Kepercayaan terhadap kontekstualisasi demokrasi seperti itu didasarkan pada kenyataan bahwa demokrasi yang berkembang di Amerika, Prancis, Inggris, India, Jepang, atau Korea Selatan, misalnya, masing-masing memiliki elemen unik dalam sistem demokrasi mereka. Namun, poin penting yang telah diingatkan oleh penganut paham demokrasi kontekstual perlu ditekankan di sini, bahwa penyertaan nilai-nilai dan budaya-budaya lokal dalam demokrasi tidak boleh mengurangi esensi nilai-nilai universal demokrasi seperti kebebasan, kemerdekaan, kesetaraan, persaudaraan, toleransi, dan sejenisnya.      

Berdasarkan pentingnya sumbangsih demokrasi dalam meningkatkan perdamaian, maka sudah semestinya bagi kaum muda membuang sikap prasangka bercampur sinis terhadap demokrasi. Sebaliknya, kaum muda mesti ikut menjadi bagian dalam mendorong dan mempromosikan demokrasi sehingga pelembagaannya semakin matang, baik di tingkat lokal maupun global.

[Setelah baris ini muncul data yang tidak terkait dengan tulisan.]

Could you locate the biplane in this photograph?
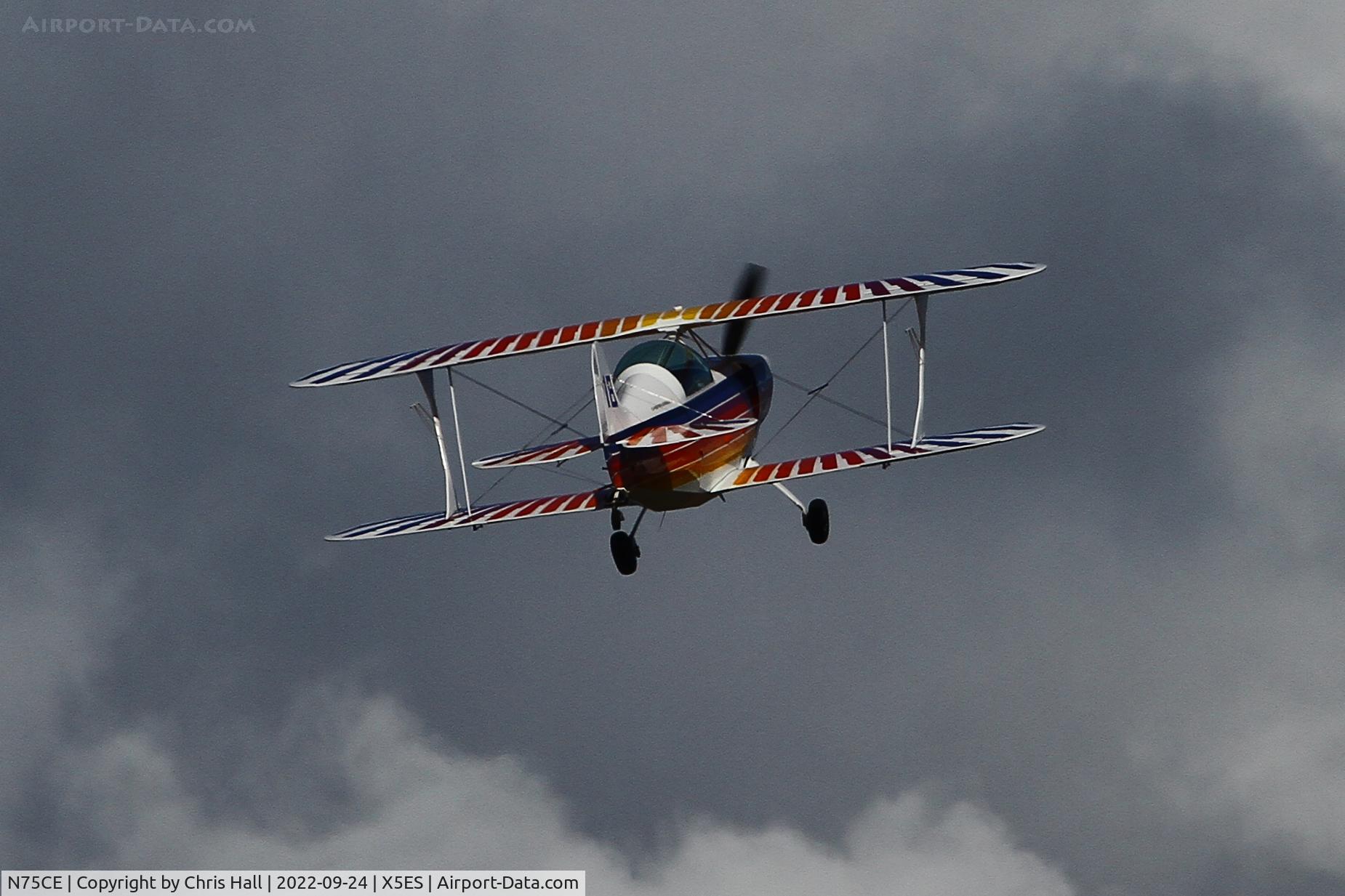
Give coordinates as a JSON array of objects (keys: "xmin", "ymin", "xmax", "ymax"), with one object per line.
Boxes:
[{"xmin": 291, "ymin": 262, "xmax": 1045, "ymax": 576}]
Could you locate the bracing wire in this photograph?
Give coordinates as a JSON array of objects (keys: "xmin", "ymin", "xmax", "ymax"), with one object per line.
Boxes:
[
  {"xmin": 459, "ymin": 382, "xmax": 603, "ymax": 501},
  {"xmin": 457, "ymin": 371, "xmax": 587, "ymax": 439},
  {"xmin": 753, "ymin": 299, "xmax": 910, "ymax": 453}
]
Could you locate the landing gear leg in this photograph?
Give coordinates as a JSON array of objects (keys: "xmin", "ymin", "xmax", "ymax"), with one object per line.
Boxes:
[
  {"xmin": 612, "ymin": 530, "xmax": 641, "ymax": 576},
  {"xmin": 612, "ymin": 507, "xmax": 649, "ymax": 576},
  {"xmin": 803, "ymin": 498, "xmax": 831, "ymax": 545}
]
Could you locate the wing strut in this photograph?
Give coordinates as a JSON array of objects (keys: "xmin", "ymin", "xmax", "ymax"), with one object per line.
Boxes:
[
  {"xmin": 909, "ymin": 296, "xmax": 929, "ymax": 448},
  {"xmin": 882, "ymin": 299, "xmax": 892, "ymax": 454},
  {"xmin": 416, "ymin": 370, "xmax": 471, "ymax": 520}
]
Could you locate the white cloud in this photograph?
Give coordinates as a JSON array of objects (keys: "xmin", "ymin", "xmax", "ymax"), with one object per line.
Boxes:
[{"xmin": 63, "ymin": 698, "xmax": 1073, "ymax": 896}]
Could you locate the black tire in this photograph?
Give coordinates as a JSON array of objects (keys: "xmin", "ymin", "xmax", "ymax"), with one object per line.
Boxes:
[
  {"xmin": 803, "ymin": 498, "xmax": 831, "ymax": 545},
  {"xmin": 612, "ymin": 531, "xmax": 641, "ymax": 576}
]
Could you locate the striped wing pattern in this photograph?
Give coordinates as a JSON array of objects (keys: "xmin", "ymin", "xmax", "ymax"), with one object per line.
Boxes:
[
  {"xmin": 327, "ymin": 487, "xmax": 612, "ymax": 541},
  {"xmin": 289, "ymin": 262, "xmax": 1045, "ymax": 386},
  {"xmin": 472, "ymin": 436, "xmax": 603, "ymax": 469},
  {"xmin": 712, "ymin": 424, "xmax": 1045, "ymax": 493},
  {"xmin": 616, "ymin": 417, "xmax": 756, "ymax": 448}
]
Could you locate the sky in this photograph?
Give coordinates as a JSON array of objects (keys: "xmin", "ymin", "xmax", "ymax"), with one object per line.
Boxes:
[{"xmin": 0, "ymin": 0, "xmax": 1345, "ymax": 896}]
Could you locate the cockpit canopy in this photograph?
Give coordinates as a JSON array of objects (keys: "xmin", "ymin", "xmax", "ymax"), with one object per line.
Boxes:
[{"xmin": 612, "ymin": 339, "xmax": 714, "ymax": 395}]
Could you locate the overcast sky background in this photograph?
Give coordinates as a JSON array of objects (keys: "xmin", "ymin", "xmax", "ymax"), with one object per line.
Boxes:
[{"xmin": 0, "ymin": 0, "xmax": 1345, "ymax": 896}]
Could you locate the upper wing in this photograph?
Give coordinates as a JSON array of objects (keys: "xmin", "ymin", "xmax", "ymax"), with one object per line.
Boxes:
[
  {"xmin": 327, "ymin": 485, "xmax": 612, "ymax": 541},
  {"xmin": 710, "ymin": 424, "xmax": 1045, "ymax": 493},
  {"xmin": 289, "ymin": 262, "xmax": 1045, "ymax": 386}
]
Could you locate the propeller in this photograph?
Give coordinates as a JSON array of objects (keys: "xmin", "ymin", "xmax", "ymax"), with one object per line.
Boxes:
[{"xmin": 720, "ymin": 264, "xmax": 766, "ymax": 355}]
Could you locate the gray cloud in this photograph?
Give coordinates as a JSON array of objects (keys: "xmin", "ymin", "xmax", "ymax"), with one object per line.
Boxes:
[
  {"xmin": 0, "ymin": 3, "xmax": 1345, "ymax": 893},
  {"xmin": 52, "ymin": 692, "xmax": 1073, "ymax": 896}
]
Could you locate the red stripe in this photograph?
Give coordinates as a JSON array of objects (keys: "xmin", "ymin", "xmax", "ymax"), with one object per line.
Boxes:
[{"xmin": 462, "ymin": 339, "xmax": 499, "ymax": 359}]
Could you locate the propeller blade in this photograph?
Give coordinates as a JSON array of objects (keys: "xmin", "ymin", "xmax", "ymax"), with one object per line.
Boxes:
[{"xmin": 720, "ymin": 264, "xmax": 766, "ymax": 355}]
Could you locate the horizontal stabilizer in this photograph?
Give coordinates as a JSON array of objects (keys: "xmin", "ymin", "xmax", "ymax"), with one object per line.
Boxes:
[
  {"xmin": 710, "ymin": 424, "xmax": 1045, "ymax": 493},
  {"xmin": 327, "ymin": 487, "xmax": 614, "ymax": 541},
  {"xmin": 472, "ymin": 436, "xmax": 603, "ymax": 469},
  {"xmin": 616, "ymin": 417, "xmax": 758, "ymax": 448}
]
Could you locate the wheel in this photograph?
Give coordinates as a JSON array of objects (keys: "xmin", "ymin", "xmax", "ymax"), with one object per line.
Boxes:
[
  {"xmin": 612, "ymin": 531, "xmax": 641, "ymax": 576},
  {"xmin": 803, "ymin": 498, "xmax": 831, "ymax": 545}
]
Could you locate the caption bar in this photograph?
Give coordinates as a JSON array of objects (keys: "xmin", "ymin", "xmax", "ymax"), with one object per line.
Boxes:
[{"xmin": 0, "ymin": 871, "xmax": 585, "ymax": 896}]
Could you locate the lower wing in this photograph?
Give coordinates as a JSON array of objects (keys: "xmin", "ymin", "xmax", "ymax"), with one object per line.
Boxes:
[
  {"xmin": 327, "ymin": 487, "xmax": 612, "ymax": 541},
  {"xmin": 710, "ymin": 424, "xmax": 1045, "ymax": 493}
]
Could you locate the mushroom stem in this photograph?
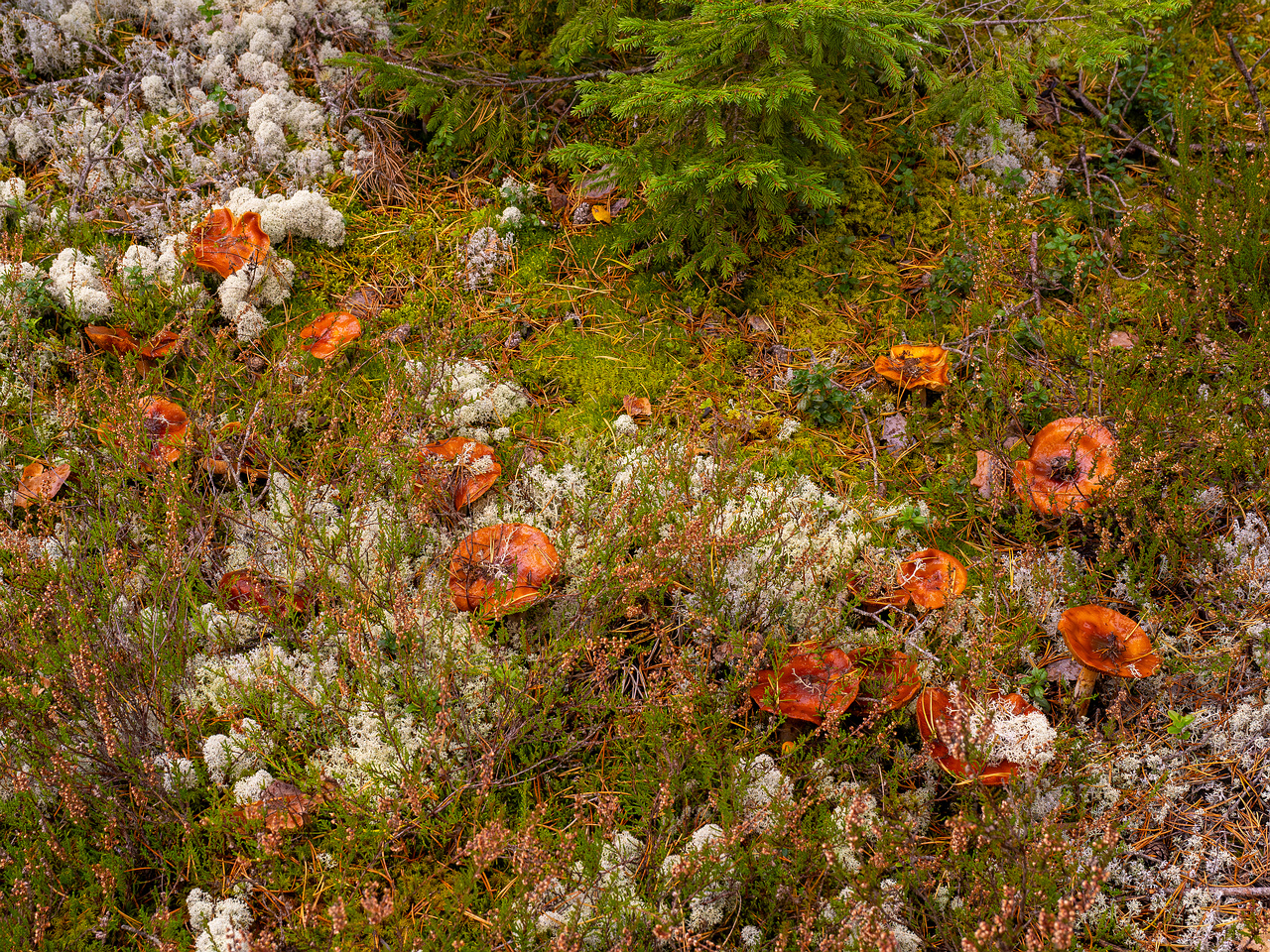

Lebih dari itu, upaya kaum muda dalam mendorong dan mempromosikan demokrasi demi perdamaian tak lain adalah tindakan memanifestasikan salah satu tujuan bernegara yang tertera dalam pembukaan UUD 1945 yaitu ikut melaksanakan ketertiban dunia yang berdasarkan kemerdekaan, perdamaian abadi, dan keadilan sosial.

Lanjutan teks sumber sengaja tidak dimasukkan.